# vintage japanese SOMA competion road bike?



## xxixr (Feb 17, 2010)

Hi I found this bike in a barn. It's Brand is SOMA, it's made in Japan, it's model is Competition. I'm guessing it's circa 1983, only because there is an 83 along with some other numbers stamped on the bottom. I was wondering if someone out there can shed anymore light on it. I found this post at the link below which is pretty good. But was basically wondering if it's worth anything to sell/ is it collectable? It's all original, except for the seat, tires and bar tape. I'm riding it on the rollers right now.

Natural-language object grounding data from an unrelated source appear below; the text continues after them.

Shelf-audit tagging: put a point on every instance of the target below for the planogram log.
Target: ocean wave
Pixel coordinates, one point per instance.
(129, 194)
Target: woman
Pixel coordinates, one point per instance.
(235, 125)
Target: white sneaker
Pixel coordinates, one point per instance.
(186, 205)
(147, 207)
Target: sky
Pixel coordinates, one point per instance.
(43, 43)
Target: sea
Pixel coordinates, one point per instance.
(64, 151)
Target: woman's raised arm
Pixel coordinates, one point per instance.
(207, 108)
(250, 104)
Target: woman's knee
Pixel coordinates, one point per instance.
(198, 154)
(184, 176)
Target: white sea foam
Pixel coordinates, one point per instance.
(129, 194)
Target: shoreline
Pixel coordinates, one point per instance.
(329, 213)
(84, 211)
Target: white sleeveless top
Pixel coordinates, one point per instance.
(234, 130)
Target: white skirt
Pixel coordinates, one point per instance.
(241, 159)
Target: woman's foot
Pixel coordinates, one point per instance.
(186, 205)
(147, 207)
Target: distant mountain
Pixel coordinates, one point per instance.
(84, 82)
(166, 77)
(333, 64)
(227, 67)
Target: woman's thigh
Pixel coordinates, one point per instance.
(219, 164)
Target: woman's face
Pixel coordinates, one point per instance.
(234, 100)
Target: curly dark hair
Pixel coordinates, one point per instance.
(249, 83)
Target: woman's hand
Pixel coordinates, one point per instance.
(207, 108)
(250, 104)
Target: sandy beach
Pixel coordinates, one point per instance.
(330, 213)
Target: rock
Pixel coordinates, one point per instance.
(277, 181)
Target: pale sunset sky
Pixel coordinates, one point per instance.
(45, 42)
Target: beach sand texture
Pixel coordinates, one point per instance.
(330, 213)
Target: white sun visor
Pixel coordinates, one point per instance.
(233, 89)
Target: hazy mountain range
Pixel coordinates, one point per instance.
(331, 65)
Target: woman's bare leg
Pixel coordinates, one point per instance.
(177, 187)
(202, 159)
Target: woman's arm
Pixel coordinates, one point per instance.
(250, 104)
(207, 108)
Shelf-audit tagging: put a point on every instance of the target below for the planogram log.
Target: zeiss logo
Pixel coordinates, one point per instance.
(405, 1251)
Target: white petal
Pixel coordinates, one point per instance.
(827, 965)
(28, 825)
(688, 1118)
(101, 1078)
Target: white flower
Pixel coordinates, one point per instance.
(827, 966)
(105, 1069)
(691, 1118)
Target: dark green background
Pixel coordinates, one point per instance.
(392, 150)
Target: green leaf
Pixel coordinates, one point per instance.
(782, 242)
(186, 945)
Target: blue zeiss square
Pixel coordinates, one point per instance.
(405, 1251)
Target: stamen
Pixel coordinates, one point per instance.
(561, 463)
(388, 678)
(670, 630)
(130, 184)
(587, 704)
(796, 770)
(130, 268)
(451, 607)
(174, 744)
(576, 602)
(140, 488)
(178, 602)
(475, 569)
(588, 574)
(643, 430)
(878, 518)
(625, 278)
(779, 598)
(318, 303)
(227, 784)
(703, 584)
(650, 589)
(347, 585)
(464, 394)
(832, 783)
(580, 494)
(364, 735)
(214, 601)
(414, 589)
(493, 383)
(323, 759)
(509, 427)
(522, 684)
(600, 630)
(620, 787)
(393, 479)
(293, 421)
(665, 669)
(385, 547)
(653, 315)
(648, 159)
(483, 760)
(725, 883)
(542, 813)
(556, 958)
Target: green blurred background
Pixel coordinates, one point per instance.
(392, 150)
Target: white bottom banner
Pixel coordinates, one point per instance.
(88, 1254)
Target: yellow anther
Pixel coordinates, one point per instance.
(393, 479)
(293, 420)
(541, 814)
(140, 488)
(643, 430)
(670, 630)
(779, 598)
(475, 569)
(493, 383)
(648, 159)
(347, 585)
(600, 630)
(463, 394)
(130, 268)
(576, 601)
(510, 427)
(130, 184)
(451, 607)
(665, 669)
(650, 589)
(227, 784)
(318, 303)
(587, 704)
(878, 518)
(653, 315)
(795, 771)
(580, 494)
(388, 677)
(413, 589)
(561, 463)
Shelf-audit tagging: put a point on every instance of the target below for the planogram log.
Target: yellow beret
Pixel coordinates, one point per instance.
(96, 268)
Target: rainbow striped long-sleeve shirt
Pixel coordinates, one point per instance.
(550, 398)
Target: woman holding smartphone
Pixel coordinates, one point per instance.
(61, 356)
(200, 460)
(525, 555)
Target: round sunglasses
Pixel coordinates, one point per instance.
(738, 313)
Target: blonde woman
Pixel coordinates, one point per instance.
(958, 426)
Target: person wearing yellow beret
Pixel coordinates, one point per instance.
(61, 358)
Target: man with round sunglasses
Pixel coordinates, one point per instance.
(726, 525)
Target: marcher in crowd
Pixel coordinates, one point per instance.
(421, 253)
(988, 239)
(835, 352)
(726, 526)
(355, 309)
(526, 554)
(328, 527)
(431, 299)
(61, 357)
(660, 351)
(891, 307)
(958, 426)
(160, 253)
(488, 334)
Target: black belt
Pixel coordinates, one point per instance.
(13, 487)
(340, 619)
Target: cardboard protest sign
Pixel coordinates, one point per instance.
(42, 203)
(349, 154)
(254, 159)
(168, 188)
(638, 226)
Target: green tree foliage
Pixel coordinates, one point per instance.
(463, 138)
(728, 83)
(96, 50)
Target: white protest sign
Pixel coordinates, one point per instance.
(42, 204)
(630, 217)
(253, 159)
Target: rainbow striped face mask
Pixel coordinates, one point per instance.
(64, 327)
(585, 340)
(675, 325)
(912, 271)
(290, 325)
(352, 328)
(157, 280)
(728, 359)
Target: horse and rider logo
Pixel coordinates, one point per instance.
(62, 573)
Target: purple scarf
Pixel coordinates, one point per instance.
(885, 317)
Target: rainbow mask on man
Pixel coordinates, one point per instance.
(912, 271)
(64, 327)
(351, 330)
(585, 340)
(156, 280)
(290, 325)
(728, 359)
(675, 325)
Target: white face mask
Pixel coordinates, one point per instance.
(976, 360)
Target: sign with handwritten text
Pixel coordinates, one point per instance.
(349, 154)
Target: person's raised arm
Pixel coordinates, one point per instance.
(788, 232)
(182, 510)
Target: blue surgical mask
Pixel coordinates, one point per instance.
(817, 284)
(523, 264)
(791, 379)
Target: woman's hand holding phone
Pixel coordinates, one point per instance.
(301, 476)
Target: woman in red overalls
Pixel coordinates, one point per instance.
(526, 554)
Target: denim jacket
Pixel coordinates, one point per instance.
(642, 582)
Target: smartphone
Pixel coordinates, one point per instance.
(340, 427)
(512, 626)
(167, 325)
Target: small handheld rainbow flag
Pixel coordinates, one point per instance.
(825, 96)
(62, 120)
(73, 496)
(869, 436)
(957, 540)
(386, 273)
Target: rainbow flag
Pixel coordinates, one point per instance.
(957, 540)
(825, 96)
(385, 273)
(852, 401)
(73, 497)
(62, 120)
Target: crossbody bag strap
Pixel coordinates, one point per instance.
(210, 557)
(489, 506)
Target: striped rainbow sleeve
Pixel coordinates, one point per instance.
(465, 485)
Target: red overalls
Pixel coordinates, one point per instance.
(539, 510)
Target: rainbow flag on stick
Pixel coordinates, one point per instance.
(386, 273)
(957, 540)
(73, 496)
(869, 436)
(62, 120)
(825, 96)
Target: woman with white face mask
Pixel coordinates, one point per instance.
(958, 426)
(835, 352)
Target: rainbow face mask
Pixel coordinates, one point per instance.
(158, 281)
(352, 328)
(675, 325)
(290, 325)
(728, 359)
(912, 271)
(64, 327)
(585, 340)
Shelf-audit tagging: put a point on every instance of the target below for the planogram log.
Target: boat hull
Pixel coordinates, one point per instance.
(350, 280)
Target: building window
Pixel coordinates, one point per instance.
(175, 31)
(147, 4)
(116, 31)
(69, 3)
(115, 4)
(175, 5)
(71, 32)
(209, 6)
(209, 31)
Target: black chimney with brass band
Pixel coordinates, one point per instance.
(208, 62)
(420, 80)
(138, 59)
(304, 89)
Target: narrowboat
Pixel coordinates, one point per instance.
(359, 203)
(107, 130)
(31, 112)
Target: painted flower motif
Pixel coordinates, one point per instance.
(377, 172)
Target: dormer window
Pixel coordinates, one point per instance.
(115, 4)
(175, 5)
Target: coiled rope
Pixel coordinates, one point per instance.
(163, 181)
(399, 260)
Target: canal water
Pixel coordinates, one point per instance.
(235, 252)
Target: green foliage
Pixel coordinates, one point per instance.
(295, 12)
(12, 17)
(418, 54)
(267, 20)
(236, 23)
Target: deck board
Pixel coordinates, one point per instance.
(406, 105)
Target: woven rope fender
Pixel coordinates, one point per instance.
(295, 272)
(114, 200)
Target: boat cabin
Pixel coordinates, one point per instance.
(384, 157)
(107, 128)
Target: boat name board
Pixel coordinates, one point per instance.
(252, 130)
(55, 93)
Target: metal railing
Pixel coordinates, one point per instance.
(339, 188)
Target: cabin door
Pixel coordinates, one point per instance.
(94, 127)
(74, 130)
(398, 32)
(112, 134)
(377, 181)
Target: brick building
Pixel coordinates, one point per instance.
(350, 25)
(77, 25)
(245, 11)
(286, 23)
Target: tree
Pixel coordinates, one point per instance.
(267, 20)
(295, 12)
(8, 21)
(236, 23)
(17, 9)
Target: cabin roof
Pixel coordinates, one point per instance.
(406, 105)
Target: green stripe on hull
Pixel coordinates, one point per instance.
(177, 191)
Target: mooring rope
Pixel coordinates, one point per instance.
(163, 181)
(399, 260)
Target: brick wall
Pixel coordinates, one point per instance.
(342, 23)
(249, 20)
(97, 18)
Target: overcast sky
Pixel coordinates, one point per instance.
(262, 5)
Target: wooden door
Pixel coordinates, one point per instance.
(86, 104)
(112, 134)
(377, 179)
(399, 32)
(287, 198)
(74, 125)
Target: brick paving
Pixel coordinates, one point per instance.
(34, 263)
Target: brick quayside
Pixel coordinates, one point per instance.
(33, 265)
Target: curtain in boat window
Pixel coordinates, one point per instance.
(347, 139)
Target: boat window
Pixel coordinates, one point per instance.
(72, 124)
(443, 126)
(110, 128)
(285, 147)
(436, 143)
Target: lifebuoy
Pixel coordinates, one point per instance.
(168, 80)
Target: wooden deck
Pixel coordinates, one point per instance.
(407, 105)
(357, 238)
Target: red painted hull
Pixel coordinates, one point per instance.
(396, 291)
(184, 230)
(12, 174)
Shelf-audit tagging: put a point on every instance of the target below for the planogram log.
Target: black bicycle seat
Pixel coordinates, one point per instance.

http://www.bikeforums.net/archive/index.php/t-405920.html

I'd post pics but I'm at work. Here is a link with alleged pics, but I once again I'm at work and they are "blocked" from viewing. Not sure if they are there or not. They came from the "current" Soma fab company in california where they posted a blog about the "old" Soma Company. If this bike is black and red w/ white lettering it's what I have.

pics??
http://viewmorepics.myspace.com/ind...iendID=17228384&albumID=83042&imageID=9090657

Blog:
http://somafab.blogspot.com/search?q=soma+cosmopolitan
Thanks for any help.


----------



## colker1 (Jan 6, 2004)

it's worth your love in gold.
good luck.


----------



## yo-Nate-y (Mar 5, 2009)

Step 1: Buy barn bike, plate in gold.

Step 2: Profit!


----------



## babbalanja (Jan 20, 2008)

sounds like a good roller rider


----------



## Schmitty (Sep 7, 2008)

Marginal worth <$100. Never new the Soma name was around that long ago..


-Schmitty-


----------